ERIC Number: ED421146
Record Type: RIE
Publication Date: 1998
Using Hypermedia: Effects of Prior Knowledge and Goal Strength.
Last, David A.; O'Donnell, Angela M.; Kelly, Anthony E.
The influences of a student's prior knowledge and desired goal on the difficulties and benefits associated with using hypertext were examined in this study. Participants, 12 students from an undergraduate course in educational psychology, were assigned to either the low or high prior knowledge category. Within these two groups, subjects were randomly separated into strong and weak accomplishment goals. Students used the SKEIM program (a hierarchically structured hypermedia system) to accomplish their goals. After completing the tasks, students were interviewed. The first part of the interview involved questions related to feelings about use of the program in general. Students were then shown every step they made using SKEIM, and the researcher asked questions about the student's immediate goal or purpose at each branching point. Results showed that students tended to have more than just a cognitive reaction when learning from hypertext. High levels of anxiety were common for the low prior knowledge students, especially when required to perform a specific learning task.
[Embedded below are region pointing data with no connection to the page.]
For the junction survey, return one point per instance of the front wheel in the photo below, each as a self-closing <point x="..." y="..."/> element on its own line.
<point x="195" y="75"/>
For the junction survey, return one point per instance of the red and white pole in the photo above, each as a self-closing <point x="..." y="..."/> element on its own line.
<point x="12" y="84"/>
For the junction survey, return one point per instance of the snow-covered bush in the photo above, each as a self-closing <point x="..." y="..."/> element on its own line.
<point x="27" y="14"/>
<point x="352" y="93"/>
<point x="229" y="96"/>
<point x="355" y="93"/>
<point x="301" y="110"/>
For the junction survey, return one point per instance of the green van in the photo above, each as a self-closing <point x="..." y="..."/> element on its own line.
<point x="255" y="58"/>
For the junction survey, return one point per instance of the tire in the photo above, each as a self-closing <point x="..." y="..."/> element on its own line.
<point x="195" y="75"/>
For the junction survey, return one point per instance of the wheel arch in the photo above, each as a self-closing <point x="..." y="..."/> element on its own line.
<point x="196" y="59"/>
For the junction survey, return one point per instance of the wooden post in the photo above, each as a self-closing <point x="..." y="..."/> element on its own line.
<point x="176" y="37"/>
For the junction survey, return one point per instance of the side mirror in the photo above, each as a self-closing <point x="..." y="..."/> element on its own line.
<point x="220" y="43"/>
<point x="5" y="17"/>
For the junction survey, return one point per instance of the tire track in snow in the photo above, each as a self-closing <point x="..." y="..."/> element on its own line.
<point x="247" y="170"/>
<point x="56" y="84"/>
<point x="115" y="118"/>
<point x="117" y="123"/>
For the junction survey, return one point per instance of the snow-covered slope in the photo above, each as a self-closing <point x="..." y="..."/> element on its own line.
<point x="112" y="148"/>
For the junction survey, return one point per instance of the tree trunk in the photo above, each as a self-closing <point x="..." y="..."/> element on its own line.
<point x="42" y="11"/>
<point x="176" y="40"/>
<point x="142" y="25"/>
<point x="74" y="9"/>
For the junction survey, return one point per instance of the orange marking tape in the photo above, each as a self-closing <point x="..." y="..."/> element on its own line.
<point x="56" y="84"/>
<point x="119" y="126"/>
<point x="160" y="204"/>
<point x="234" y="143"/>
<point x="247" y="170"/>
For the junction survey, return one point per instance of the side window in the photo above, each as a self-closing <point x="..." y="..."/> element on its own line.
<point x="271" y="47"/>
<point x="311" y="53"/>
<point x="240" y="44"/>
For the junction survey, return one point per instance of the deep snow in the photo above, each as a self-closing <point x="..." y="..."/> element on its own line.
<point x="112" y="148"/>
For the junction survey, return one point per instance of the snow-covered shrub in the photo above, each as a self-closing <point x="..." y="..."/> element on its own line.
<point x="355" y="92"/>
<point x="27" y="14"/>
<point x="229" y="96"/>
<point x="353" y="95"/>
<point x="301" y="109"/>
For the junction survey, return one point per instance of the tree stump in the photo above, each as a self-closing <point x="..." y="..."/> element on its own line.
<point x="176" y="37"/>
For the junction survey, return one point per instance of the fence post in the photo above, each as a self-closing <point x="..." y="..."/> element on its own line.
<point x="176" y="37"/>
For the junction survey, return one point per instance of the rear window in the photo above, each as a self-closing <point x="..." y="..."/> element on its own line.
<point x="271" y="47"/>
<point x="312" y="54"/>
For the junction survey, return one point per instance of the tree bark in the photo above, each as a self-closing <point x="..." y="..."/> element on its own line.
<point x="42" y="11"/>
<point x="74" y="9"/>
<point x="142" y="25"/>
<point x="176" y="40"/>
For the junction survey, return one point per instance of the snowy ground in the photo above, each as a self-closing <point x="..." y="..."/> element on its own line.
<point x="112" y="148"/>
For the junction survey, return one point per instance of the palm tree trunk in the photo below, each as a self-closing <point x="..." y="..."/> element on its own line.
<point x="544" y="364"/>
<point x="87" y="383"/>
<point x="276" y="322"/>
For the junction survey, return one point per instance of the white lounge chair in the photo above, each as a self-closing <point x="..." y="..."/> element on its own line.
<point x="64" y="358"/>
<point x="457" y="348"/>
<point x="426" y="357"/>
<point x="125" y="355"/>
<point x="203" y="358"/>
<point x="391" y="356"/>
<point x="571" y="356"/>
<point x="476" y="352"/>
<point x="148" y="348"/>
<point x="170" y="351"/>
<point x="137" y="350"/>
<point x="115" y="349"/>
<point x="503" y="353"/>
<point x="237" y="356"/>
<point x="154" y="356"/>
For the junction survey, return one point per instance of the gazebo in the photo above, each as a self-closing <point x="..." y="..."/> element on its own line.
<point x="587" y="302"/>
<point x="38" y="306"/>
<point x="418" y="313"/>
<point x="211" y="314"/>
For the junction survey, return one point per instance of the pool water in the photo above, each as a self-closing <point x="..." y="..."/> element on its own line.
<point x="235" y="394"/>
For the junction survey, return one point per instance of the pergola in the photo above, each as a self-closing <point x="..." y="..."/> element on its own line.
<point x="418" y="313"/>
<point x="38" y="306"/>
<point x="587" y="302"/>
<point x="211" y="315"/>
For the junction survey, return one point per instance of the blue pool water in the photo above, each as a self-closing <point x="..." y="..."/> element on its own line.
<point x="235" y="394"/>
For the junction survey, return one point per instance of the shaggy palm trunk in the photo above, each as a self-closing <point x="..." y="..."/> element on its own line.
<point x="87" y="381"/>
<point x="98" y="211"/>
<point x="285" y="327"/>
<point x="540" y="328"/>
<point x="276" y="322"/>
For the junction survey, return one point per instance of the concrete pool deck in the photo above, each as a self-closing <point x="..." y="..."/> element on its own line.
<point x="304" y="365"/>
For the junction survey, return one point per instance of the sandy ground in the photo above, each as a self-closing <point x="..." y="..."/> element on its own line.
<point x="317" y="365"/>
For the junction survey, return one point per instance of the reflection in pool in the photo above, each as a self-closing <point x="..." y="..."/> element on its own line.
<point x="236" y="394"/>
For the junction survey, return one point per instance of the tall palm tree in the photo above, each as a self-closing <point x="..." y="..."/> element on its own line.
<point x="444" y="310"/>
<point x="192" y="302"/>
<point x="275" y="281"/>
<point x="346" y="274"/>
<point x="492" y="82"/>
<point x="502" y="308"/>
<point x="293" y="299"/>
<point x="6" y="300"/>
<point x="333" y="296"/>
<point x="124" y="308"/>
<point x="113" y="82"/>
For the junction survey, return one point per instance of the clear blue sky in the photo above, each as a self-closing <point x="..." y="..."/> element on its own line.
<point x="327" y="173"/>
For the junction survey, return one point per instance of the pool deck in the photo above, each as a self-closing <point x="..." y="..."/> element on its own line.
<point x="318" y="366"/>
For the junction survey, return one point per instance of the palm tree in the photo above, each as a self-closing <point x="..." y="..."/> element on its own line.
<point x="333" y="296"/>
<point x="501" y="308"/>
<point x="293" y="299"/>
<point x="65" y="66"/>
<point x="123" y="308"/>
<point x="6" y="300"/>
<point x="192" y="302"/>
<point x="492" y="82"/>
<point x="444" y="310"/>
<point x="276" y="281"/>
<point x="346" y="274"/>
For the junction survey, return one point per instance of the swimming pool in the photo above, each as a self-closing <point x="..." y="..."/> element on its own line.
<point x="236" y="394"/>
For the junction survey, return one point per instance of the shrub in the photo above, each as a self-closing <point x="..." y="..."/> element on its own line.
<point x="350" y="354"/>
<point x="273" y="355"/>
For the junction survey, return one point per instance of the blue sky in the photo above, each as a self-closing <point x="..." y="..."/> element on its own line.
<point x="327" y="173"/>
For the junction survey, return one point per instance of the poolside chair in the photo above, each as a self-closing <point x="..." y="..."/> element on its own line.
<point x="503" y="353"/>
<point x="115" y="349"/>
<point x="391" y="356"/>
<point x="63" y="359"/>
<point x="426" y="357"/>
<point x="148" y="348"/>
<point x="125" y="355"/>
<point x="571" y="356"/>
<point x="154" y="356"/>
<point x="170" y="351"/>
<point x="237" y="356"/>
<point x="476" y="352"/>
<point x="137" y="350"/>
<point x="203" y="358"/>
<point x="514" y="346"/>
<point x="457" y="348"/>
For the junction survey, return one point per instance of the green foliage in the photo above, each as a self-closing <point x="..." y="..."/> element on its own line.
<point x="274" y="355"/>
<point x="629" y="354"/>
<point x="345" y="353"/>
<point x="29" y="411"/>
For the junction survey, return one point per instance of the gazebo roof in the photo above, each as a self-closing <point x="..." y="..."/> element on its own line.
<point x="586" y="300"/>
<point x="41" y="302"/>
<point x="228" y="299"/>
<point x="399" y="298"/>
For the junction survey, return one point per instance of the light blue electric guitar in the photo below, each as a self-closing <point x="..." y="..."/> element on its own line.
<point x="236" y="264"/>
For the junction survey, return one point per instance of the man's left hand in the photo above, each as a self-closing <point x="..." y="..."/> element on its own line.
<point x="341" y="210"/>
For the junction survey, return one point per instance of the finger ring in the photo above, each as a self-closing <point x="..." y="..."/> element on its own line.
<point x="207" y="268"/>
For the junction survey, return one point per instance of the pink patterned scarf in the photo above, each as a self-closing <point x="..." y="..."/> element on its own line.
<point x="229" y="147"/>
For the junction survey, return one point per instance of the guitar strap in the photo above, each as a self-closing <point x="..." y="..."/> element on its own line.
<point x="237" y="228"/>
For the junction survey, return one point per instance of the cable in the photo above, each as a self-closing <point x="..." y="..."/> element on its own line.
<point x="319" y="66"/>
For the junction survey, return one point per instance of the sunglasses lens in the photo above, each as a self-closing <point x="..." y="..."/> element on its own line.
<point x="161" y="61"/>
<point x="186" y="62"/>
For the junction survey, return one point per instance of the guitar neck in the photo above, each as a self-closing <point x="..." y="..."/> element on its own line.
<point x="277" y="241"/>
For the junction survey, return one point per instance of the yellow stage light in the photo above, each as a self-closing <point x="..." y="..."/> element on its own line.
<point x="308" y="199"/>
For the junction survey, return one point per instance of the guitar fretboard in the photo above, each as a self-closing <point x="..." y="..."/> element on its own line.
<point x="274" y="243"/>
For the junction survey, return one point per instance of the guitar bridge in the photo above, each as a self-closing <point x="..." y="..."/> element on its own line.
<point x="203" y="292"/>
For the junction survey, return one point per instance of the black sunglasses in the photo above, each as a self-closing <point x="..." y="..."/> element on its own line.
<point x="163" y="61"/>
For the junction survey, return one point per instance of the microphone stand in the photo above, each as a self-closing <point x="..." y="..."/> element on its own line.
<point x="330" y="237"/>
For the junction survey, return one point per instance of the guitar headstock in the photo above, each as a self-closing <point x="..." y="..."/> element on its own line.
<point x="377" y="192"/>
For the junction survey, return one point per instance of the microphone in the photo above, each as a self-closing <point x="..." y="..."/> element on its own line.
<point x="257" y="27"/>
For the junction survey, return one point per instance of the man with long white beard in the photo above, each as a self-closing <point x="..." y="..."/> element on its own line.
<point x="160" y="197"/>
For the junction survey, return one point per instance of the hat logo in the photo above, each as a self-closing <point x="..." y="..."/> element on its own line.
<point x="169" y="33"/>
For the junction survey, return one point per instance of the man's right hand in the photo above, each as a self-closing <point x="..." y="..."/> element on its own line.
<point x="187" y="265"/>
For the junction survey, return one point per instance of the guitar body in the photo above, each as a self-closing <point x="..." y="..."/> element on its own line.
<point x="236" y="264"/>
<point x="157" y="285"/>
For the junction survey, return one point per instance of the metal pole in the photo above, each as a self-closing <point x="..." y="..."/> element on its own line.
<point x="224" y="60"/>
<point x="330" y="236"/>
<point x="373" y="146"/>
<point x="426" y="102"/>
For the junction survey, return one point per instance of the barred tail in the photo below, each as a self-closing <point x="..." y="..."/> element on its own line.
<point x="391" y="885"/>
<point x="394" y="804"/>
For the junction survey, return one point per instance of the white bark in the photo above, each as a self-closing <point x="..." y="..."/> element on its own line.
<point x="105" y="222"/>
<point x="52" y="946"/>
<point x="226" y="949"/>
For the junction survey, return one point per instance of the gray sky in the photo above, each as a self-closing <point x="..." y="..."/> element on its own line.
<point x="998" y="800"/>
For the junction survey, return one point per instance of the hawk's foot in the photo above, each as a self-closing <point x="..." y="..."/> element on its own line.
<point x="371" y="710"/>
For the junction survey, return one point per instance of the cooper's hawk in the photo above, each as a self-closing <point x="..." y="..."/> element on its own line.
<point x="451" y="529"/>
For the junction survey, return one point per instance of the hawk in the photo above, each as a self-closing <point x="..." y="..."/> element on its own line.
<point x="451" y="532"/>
Implications are that hypermedia design aspects, in interaction with specific individual characteristics such as prior knowledge and goals, can promote negative affect which is non-productive for learning. Findings suggest that educational software developers should consider features of the audience before committing to a method of instructional delivery. (AEF)
Publication Type: Reports - Research; Speeches/Meeting Papers
Education Level: N/A
Authoring Institution: N/A
Note: In: "SITE 98: Society for Information Technology & Teacher Education International Conference (9th, Washington, DC, March 10-14, 1998). Proceedings"; see IR 018 794.